In a strange quirk of history, Harry married an actual Baroness, Ziki Arbuthnott, who inherited the Wharton Barony in 1990, now occupied by their son Myles Christopher David Robertson, the 12th Baron.
The original Lord Rockingham’s XI broke up with the end of the Oh Boy! TV show in 1959, but the name was revived for a couple of albums in the ’60s.
Although the band never quite surpassed the success of Hoots Mon, Harry had a lot more up his sleeve in terms of his musical career.
He had originally wanted to be an archaeologist, but his health was weakened by TB, which drove him to give up his academic studies.
He had learned piano and so became a music teacher but decided this wasn’t the way he wanted to convey his love of music and headed for London.
There, he started working occasionally as an arranger for Decca Records and musical director for Tommy Steele.
The TV pop shows followed, with the Six-Five Special in 1957 and Oh Boy! the following year.

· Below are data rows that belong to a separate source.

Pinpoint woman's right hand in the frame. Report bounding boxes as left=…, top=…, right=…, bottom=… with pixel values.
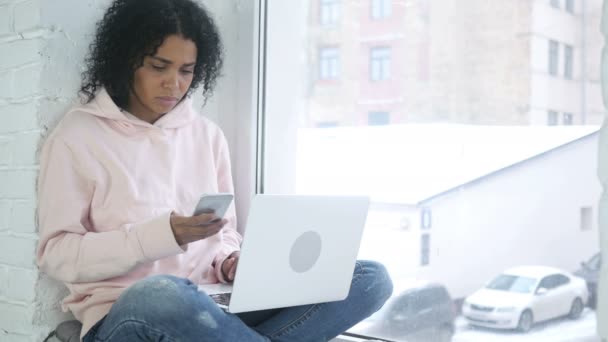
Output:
left=170, top=213, right=228, bottom=246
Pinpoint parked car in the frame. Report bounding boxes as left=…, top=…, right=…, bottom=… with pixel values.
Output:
left=350, top=281, right=456, bottom=342
left=574, top=253, right=602, bottom=309
left=462, top=266, right=588, bottom=332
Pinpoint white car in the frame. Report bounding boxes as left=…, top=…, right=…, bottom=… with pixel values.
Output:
left=462, top=266, right=589, bottom=332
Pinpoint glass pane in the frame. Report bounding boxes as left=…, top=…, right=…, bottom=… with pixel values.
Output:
left=263, top=0, right=605, bottom=342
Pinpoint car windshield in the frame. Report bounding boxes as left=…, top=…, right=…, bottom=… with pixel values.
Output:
left=486, top=274, right=536, bottom=293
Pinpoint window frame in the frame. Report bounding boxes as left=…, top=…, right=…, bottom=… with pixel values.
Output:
left=319, top=0, right=342, bottom=26
left=547, top=39, right=559, bottom=76
left=318, top=46, right=340, bottom=81
left=547, top=109, right=559, bottom=126
left=564, top=44, right=574, bottom=80
left=369, top=0, right=393, bottom=20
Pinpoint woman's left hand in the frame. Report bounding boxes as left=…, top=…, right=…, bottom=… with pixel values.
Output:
left=222, top=251, right=241, bottom=283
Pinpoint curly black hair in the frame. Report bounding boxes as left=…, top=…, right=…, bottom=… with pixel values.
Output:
left=79, top=0, right=223, bottom=108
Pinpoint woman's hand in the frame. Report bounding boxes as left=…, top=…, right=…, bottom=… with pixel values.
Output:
left=222, top=251, right=241, bottom=283
left=171, top=213, right=227, bottom=246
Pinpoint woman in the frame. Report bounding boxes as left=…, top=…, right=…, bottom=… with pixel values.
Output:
left=37, top=0, right=392, bottom=341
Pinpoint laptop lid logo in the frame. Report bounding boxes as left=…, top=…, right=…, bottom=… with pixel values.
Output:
left=289, top=230, right=322, bottom=273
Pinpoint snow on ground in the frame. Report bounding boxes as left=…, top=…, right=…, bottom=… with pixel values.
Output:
left=452, top=309, right=599, bottom=342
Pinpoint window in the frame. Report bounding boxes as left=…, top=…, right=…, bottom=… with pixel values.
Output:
left=420, top=234, right=431, bottom=266
left=547, top=110, right=558, bottom=126
left=563, top=113, right=574, bottom=126
left=370, top=47, right=391, bottom=81
left=564, top=45, right=574, bottom=80
left=566, top=0, right=574, bottom=14
left=319, top=47, right=340, bottom=80
left=264, top=0, right=605, bottom=342
left=320, top=0, right=340, bottom=25
left=549, top=40, right=559, bottom=75
left=372, top=0, right=392, bottom=19
left=367, top=112, right=391, bottom=126
left=581, top=207, right=593, bottom=231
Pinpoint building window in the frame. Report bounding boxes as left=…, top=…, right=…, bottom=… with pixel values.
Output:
left=549, top=40, right=559, bottom=75
left=563, top=113, right=574, bottom=126
left=420, top=234, right=431, bottom=266
left=319, top=47, right=340, bottom=80
left=581, top=207, right=593, bottom=230
left=367, top=112, right=391, bottom=126
left=372, top=0, right=392, bottom=19
left=370, top=47, right=391, bottom=81
left=564, top=45, right=574, bottom=80
left=566, top=0, right=574, bottom=14
left=547, top=110, right=557, bottom=126
left=320, top=0, right=340, bottom=25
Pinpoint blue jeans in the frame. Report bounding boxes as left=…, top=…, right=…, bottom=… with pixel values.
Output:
left=83, top=261, right=393, bottom=342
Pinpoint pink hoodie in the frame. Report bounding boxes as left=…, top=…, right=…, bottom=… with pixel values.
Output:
left=37, top=90, right=242, bottom=337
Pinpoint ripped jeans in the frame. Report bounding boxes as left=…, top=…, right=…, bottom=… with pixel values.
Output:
left=83, top=261, right=393, bottom=342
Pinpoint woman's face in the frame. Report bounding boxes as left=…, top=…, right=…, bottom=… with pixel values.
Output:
left=127, top=35, right=197, bottom=123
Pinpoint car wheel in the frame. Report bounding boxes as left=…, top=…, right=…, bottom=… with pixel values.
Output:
left=517, top=310, right=534, bottom=332
left=437, top=325, right=454, bottom=342
left=568, top=297, right=585, bottom=319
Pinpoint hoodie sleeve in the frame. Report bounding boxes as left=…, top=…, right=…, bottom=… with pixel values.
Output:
left=36, top=137, right=184, bottom=283
left=213, top=131, right=243, bottom=283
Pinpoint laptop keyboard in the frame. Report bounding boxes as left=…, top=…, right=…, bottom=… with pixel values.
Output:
left=209, top=292, right=232, bottom=306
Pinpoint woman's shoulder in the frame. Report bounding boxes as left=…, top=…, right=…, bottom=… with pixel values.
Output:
left=194, top=113, right=225, bottom=139
left=47, top=106, right=107, bottom=150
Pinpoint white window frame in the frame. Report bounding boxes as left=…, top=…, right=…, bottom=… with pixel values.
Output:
left=370, top=0, right=393, bottom=20
left=367, top=110, right=391, bottom=126
left=562, top=112, right=574, bottom=126
left=319, top=0, right=342, bottom=26
left=547, top=39, right=559, bottom=76
left=564, top=0, right=575, bottom=14
left=564, top=44, right=574, bottom=80
left=547, top=109, right=559, bottom=126
left=319, top=46, right=340, bottom=80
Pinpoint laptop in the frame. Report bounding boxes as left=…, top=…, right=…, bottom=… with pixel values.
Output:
left=199, top=194, right=369, bottom=313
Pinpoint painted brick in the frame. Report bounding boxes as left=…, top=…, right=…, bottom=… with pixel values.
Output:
left=11, top=131, right=41, bottom=166
left=0, top=138, right=13, bottom=166
left=9, top=201, right=36, bottom=233
left=0, top=5, right=12, bottom=34
left=4, top=267, right=38, bottom=303
left=0, top=170, right=37, bottom=199
left=0, top=235, right=36, bottom=268
left=13, top=0, right=40, bottom=32
left=10, top=64, right=42, bottom=98
left=0, top=302, right=34, bottom=334
left=0, top=101, right=38, bottom=134
left=0, top=200, right=11, bottom=230
left=0, top=39, right=42, bottom=69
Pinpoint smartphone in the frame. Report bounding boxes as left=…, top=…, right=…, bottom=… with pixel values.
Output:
left=192, top=193, right=234, bottom=217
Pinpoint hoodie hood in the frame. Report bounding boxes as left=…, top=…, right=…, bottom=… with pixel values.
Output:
left=70, top=88, right=197, bottom=128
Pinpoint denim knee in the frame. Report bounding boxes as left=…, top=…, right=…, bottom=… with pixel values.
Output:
left=114, top=275, right=207, bottom=321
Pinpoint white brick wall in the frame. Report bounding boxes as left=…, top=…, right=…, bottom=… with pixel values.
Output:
left=0, top=0, right=242, bottom=342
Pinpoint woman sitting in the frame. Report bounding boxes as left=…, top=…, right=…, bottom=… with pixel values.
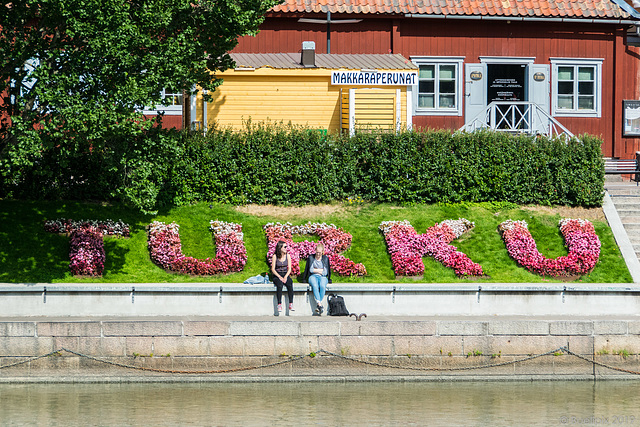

His gift for musical arrangements saw him arranging and conducting the stage shows, Fings Ain’t Wot They Used T’Be in 1960, and Maggie May in 1964.
Hoots mon – it’s Hammer time
Harry was there when Great Britain took second place in the Eurovision contest of 1961, conducting The Allisons with Are You Sure?
He went on to write highly acclaimed string arrangements for English folk singers like Nick Drake and Sandy Denny, and nothing if not versatile, in 1968 he found an entry into the horror movie business.
He wrote the theme tune for a Hammer Film Productions TV series, Journey To The Unknown, not only as composer and arranger but also screenwriter.
Between The File Of The Golden Goose in 1969 and There Goes The Bride in 1980, Harry worked on 15 Hammer movies.
The Vampire Lovers, Lust For A Vampire and Twins Of Evil became firm favourites with soundtrack collectors.
He continued composing and script-writing after that, with Hawk And The Slayer (1980) Prisoners Of The Lost Universe (1982), Jane And The Lost City (1988) and, later, the scripts for The Electric Eskimo, The Boy Who Never Was and Sammy’s Super T-shirt.
He created and wrote the music for the TV series Virtual Murder.
Harry died on January 17 1996 in Wandsworth, London, aged 64.